Seeger deemphasizes the innovation in the Glydways vehicle itself, although it is an autonomous system with cutting edge technology. “The vehicles are beautiful, but they’re nothing special,” he says. “They’re bidirectional. Suzuki manufactures them. It’s just a four-person electric autonomous vehicle. Top speed is 100 kilometers an hour, but because it’s continuous flow, our average speed is 50 kph, which is multiple times faster than a bus or a train or a car in a city. So we don’t need to go so fast and still get you there quicker than anything else.”

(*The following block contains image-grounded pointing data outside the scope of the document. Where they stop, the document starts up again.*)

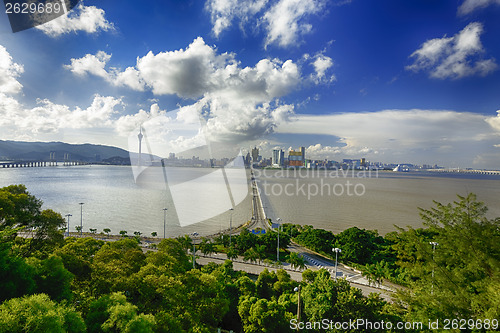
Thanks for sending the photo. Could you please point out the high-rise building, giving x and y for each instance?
(140, 136)
(278, 158)
(297, 158)
(255, 154)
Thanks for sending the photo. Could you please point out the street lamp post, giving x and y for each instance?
(297, 289)
(434, 244)
(81, 218)
(278, 247)
(68, 215)
(230, 225)
(194, 234)
(336, 250)
(164, 221)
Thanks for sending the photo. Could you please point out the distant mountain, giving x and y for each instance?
(41, 151)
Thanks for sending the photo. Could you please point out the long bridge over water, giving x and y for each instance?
(34, 164)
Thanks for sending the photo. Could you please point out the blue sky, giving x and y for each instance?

Although Abu Dhabi will be a key flagship location for Glydways, it’s not the first. “We’ve deployed in cities around the world, including Singapore,” says Seeger. “In 2026 we’re launching in New York City and Atlanta, Georgia. We’re breaking ground on three other systems, one in Japan, one in Manila, the Philippines, and one that I can’t talk about yet. Then we have 17 projects currently under design and negotiation. However, although we’re exploring projects all over the world, we’ve established an office in the UAE because we’re very committed to this region. I would be very disappointed if you did not see a Glydway system up and running within two years in Abu Dhabi and Dubai.”
“Putting autonomous vehicles on roads, it’s an interesting science experiment,” concludes Seeger. “It’s great for me as the passenger, but it adds negative value to society, because very few people can afford it, and I’m making congestion worse. That’s not what we’re about. We’re about solving city problems. I want to get you to your job or affordable housing or your education better, for as little cost as possible.” It’s a bold dream, and Abu Dhabi will be one of the first places where we will find out how well Glydways can become a reality.